Multimodal LLMs Flashcards
(20 cards)
What is the main limitation of context-free word embeddings like Word2Vec and GloVe?
They assign the same embedding to a word regardless of its context
In transformer models, the purpose of positional encoding is to:
Encode the sequence order of tokens
Which of the following is true about self-attention?
It compares elements within the same sequence
Which task is BERT primarily designed for?
Masked Language Modeling
What is the role of the query in a cross-attention mechanism?
To query information from keys and values from another modality
In CLIP, the Image Encoder is most commonly based on which architecture?
ResNet or Vision Transformer (ViT)
Which architecture uses masked self-attention to prevent tokens from seeing future tokens during training?
Decoder-only Transformers
In multimodal retrieval, cosine similarity is used to:
Compute distances between image and text embeddings
Which type of tokenization is typically used in modern LLMs to handle rare words efficiently?
Subword tokenization
In Vision Transformers (ViT), the input image is first:
Split into patches and embedded
Which of the following are advantages of using word embeddings?
A) Fixed vector length
B) Independent of vocabulary size
C) Direct interpretation of sentence grammar
D) Quantifiable semantic similarity
Fixed vector length; Quantifiable semantic similarity
Which layers or blocks are typically involved in the Transformer encoder?

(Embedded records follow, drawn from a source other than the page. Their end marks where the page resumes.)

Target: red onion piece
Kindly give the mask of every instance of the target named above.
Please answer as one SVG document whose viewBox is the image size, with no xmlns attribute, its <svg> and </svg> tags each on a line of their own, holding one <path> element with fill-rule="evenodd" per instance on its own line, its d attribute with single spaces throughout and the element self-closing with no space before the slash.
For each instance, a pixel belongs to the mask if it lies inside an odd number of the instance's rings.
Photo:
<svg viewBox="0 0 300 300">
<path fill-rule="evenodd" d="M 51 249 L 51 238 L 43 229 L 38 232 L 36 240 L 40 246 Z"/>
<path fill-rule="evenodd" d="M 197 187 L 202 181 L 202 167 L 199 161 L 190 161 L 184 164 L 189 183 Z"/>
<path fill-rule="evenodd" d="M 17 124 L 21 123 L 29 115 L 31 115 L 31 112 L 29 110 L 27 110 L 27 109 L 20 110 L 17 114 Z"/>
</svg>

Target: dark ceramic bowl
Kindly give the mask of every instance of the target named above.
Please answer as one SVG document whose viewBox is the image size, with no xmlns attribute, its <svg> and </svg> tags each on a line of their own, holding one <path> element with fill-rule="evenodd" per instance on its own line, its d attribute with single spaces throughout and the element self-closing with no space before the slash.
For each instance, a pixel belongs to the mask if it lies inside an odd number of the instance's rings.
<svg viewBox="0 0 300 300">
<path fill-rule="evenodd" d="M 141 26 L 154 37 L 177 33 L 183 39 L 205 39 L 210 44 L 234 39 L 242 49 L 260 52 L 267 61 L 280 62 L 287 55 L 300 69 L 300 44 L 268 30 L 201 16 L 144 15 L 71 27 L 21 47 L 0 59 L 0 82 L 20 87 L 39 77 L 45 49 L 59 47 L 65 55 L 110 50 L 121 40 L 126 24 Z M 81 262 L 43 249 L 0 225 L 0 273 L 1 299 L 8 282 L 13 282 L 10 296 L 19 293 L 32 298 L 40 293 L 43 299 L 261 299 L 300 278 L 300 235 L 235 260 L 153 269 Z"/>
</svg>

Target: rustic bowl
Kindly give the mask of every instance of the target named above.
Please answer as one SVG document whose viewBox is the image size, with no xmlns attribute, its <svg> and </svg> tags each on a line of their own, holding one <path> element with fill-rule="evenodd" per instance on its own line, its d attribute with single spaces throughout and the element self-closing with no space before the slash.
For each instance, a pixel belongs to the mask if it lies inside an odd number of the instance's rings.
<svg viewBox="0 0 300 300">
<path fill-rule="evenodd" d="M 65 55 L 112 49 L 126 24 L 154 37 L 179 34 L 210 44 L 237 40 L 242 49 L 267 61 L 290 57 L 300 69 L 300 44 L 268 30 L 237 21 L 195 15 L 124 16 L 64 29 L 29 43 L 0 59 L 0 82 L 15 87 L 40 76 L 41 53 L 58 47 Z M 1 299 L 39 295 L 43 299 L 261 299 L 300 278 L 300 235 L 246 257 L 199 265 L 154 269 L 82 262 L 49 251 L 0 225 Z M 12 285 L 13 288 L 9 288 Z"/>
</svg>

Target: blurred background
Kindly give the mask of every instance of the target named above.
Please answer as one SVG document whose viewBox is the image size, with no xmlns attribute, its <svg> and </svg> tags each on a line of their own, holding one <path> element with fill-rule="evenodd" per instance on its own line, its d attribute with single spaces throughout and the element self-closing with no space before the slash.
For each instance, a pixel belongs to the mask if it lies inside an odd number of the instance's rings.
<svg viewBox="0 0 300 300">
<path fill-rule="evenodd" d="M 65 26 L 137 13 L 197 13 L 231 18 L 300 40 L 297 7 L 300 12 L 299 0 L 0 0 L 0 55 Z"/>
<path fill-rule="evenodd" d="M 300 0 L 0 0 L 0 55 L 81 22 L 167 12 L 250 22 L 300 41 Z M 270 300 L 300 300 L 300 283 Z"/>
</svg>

A) Multi-head self-attention
B) Feed-forward networks
C) Positional encoding
D) Convolutional layers
Multi-head self-attention; Feed-forward networks; Positional encoding
In the Attention mechanism, which components must have the same dimensionality?
A) Queries
B) Keys
C) Values
D) Embeddings
Queries; Keys
Which tasks are mentioned as applications for multimodal transformers?
A) Image Captioning
B) Vision Question Answering (VQA)
C) Text Summarization
D) Speech Recognition
Image Captioning; Vision Question Answering (VQA); Speech Recognition
Which of the following are properties required for positional encoding?
A) Unique for each time step
B) Dependent on input length
C) Deterministic
D) Parallelizable
Unique for each time step; Deterministic; Parallelizable
Which of the following statements about CLIP are true?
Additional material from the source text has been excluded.